Gelir vergisi tarifesinin ilk basamağının, geçmiş yıllarda olduğu gibi, yıllık asgari ücret brüt tutarı toplamının (fazla mesai, yol, yemek, yakacak yardımları gibi ek menfaatler de dikkate alınarak) bir miktar üzerinde tespit edilmesi, diğer vergi tarifesi oranlarının da ilk dilim esas alınarak çalışan lehine güncellenmesi gerekmektedir. Asgari ücret istisnası vergiden değil, matrahtan indirim yöntemiyle uygulanmalıdır.
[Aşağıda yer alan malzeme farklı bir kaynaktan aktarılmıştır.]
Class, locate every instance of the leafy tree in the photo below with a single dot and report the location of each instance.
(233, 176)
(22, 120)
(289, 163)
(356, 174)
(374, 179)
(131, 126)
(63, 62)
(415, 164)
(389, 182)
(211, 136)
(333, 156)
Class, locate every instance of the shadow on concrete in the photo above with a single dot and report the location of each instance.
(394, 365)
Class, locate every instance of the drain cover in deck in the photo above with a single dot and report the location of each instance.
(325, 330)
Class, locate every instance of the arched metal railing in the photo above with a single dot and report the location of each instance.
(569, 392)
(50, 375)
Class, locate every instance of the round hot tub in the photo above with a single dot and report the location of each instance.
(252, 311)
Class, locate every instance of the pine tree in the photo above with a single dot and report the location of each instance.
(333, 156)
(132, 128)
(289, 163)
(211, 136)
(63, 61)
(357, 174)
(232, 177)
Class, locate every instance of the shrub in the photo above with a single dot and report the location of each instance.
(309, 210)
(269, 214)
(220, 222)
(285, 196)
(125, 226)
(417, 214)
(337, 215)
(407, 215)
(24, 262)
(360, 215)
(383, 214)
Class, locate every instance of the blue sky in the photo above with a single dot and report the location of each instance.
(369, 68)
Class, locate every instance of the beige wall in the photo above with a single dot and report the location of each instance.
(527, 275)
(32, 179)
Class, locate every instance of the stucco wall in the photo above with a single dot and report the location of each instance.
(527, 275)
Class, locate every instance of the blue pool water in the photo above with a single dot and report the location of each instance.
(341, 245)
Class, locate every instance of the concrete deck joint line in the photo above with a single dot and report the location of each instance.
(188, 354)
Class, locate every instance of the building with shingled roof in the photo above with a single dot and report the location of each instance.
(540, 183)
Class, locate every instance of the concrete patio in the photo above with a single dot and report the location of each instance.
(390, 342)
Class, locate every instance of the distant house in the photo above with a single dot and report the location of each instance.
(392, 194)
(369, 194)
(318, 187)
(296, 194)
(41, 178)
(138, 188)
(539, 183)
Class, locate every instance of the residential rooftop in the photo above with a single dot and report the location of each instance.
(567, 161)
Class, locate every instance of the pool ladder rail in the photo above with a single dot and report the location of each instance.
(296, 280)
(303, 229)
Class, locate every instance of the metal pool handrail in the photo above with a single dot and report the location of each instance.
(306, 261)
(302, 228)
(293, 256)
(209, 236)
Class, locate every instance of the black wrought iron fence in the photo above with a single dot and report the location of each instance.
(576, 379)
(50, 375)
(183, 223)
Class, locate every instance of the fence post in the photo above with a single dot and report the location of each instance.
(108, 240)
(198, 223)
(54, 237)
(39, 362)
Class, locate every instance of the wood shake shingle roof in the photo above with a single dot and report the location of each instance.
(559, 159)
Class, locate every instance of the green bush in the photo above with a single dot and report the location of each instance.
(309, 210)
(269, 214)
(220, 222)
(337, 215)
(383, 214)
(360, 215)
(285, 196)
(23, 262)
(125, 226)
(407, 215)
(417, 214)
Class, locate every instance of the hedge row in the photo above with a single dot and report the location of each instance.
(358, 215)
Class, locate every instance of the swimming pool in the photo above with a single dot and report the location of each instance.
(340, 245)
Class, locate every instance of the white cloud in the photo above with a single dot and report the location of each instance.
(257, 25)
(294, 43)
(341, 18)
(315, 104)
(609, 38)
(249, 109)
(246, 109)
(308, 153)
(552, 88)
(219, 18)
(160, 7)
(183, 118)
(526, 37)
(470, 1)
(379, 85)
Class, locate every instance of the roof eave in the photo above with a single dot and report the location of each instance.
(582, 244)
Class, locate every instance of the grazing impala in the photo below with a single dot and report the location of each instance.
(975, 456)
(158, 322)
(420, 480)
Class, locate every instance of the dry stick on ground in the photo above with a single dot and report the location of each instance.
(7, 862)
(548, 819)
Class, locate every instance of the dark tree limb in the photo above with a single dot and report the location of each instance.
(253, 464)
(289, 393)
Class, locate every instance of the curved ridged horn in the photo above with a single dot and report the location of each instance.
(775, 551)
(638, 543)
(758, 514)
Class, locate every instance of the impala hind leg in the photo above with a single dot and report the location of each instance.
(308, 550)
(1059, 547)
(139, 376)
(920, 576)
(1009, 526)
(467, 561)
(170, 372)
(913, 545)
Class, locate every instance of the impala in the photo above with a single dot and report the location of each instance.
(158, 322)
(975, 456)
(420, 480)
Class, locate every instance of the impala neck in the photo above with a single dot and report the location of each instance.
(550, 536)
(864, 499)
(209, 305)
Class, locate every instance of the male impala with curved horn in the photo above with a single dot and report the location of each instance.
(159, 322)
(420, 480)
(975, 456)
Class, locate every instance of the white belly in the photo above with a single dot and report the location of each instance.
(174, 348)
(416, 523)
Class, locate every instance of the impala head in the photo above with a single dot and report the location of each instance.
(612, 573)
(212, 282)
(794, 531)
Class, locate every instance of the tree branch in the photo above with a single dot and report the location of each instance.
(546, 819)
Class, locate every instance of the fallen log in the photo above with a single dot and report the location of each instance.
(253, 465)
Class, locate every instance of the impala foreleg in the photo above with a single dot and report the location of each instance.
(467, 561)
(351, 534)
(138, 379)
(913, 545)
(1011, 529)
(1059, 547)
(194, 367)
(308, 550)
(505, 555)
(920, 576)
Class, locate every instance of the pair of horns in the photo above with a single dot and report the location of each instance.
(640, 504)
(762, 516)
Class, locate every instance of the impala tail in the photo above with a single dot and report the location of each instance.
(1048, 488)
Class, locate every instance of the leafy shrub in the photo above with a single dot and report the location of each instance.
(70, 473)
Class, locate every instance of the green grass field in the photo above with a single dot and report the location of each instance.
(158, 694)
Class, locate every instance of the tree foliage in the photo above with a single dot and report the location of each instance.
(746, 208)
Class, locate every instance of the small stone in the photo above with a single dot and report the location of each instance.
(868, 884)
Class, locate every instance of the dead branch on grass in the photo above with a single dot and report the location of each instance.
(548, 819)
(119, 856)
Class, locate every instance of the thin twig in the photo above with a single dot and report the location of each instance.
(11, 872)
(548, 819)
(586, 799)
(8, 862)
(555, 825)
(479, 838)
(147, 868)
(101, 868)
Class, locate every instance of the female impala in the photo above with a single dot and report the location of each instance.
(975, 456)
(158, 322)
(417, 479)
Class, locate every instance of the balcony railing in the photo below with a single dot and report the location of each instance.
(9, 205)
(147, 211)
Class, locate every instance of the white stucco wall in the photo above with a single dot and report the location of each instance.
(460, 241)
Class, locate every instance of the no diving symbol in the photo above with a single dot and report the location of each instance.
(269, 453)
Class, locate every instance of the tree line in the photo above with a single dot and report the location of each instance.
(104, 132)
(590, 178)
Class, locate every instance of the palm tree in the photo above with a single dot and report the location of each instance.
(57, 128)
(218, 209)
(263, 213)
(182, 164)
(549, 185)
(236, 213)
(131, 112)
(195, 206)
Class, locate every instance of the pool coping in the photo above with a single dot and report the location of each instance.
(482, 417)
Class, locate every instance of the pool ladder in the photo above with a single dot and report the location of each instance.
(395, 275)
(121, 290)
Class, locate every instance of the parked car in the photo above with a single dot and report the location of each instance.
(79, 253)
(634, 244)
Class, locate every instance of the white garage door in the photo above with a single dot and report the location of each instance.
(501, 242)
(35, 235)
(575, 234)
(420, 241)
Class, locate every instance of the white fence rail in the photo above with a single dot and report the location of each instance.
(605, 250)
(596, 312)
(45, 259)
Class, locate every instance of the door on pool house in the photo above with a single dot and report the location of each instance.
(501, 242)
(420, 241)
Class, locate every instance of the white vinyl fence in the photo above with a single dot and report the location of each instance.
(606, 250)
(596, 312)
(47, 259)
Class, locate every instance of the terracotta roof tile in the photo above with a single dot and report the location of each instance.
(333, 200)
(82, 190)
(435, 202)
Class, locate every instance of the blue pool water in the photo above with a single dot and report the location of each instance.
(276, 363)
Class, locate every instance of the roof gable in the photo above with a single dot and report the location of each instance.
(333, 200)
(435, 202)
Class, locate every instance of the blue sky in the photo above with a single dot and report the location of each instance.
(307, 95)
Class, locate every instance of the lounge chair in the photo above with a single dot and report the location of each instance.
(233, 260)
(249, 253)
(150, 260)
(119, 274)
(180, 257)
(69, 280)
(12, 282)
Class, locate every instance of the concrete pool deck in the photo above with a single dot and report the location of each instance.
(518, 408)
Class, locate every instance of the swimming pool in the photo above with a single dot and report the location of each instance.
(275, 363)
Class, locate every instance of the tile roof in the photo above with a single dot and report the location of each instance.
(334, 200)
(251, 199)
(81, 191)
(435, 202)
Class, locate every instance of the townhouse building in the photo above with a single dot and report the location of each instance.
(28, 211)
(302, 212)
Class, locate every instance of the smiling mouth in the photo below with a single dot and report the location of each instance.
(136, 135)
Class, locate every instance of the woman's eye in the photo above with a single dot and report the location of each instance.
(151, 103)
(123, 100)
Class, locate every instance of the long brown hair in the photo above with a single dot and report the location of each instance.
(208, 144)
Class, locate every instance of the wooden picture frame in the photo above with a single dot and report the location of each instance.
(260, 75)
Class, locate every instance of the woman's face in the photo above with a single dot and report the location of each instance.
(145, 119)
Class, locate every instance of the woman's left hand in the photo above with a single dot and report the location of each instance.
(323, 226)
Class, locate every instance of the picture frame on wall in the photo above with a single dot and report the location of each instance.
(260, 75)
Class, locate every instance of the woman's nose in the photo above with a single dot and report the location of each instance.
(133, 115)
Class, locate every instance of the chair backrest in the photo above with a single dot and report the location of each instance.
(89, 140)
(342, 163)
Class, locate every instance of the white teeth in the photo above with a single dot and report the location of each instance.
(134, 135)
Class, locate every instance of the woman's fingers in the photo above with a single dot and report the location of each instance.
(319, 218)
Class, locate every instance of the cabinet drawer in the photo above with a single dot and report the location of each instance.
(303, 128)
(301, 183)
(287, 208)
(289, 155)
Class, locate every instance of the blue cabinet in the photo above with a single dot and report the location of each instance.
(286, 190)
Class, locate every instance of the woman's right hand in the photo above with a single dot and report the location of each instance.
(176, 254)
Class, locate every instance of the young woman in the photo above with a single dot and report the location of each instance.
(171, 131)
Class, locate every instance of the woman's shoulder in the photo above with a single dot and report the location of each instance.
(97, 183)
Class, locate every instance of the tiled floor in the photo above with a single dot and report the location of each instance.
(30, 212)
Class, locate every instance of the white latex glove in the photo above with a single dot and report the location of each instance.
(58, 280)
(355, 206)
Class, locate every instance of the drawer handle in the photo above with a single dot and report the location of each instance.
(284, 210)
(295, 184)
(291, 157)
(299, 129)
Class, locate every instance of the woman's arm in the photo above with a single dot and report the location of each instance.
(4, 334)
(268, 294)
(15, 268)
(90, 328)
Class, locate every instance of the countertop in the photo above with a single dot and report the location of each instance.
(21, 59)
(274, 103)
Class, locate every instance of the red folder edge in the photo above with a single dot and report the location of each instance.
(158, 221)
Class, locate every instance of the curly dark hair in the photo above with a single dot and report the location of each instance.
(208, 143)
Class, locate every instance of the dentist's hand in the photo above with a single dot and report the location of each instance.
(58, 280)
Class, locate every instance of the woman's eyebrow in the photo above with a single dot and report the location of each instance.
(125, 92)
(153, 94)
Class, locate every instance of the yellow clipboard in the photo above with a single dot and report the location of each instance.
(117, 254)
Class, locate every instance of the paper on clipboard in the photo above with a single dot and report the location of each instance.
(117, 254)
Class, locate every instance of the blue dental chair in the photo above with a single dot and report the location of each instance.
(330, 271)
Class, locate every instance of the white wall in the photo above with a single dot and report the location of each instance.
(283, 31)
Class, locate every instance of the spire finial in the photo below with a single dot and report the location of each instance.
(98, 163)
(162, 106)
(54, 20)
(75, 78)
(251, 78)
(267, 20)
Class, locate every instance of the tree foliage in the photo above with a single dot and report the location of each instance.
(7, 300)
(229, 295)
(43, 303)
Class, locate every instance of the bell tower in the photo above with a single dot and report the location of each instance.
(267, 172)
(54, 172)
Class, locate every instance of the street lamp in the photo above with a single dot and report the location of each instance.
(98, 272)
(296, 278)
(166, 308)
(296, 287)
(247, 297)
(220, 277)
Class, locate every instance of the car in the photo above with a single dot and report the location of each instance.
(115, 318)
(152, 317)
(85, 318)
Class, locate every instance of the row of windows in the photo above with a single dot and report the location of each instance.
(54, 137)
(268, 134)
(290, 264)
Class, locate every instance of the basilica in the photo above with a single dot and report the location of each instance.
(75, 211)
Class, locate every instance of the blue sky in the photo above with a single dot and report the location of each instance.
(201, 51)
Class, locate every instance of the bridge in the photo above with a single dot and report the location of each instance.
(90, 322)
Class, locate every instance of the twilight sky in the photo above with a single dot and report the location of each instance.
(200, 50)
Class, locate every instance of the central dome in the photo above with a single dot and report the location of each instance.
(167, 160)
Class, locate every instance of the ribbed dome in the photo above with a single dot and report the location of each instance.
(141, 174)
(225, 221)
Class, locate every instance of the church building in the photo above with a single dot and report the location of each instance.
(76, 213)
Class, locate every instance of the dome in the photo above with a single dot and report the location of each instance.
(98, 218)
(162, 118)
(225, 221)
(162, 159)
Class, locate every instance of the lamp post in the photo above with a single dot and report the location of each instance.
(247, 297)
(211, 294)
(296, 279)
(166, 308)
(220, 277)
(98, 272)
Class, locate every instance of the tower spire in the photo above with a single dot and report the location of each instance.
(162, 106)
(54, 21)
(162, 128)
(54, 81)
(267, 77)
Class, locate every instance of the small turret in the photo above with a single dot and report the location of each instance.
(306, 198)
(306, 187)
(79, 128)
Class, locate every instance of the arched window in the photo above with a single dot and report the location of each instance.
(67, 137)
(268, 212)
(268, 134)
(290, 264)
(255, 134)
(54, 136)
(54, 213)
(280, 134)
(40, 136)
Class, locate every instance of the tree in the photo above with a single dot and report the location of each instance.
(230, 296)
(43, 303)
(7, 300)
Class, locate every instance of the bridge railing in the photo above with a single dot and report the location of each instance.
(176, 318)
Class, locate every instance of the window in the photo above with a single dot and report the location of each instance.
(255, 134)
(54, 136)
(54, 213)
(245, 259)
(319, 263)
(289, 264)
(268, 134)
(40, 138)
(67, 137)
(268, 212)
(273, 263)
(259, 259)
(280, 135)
Mevcut uygulamada asgari ücret vergi dışı bırakılmasına rağmen ücretliler aleyhine sonuca yol açmıştır.

Vergi matrahı -eskiden olduğu gibi- ücretli çalışanların lehine farklılaşmalı asgari ücret sonrası ilk vergi basamağı için uygulanacak oran da yüzde 10 olmalıdır.

İşçiler hem kaynaktan kesilen doğrudan vergiler hem de harcamalar yoluyla dolaylı vergi ödemeleri nedeniyle çifte vergilendirmeye tabi tutulmaktadır. Bu kapsamda, çalışanlar üzerindeki doğrudan ve dolaylı vergiler azaltılmalıdır. Bu kapsamda, ailesiyle birlikte yaşamını sürdürmesi için yaptığı temel ve zorunlu harcamaları (eğitim, sağlık, kira, ulaşım vb.) ödenen gelir vergisinden istisna tutulmalıdır. Harcamalarında ağırlıklı yer kaplayan doğalgaz, elektrik, su, ulaşım ve iletişim hizmetleri tüketiminden alınan KDV yüzde 1’e düşürülmelidir. Temel tüketim mallarından alınan KDV sıfırlanmalıdır.

Öte yandan, işverenin sosyal güvenlik primi düşürülmüş ve buradan doğan milyarlarca liralık gelir kaybı Hazine tarafından karşılanmaktadır. Ancak işçilerin sosyal güvenlik priminde bir indirim yapılmamıştır. Sosyal devletin koruyucu vasfı öncelikle düşük gelirli olan ücretli çalışanlar için olmalıdır.  İşverenlere sağlanan sosyal güvenlik prim desteğinin benzeri bir destek işçilere de verilmeli ve işçilerin sosyal güvenlik haklarında bir kayıp yaratmayacak şekilde işçi SGK prim payının 5 puanı bütçeden karşılanmalıdır.

Böylece işçilerin milli gelirden hak ettikleri payı almaları sağlanmalıdır.

2-Enflasyonla Mücadele Ücretleri Düşük Tutarak Sağlanamaz.  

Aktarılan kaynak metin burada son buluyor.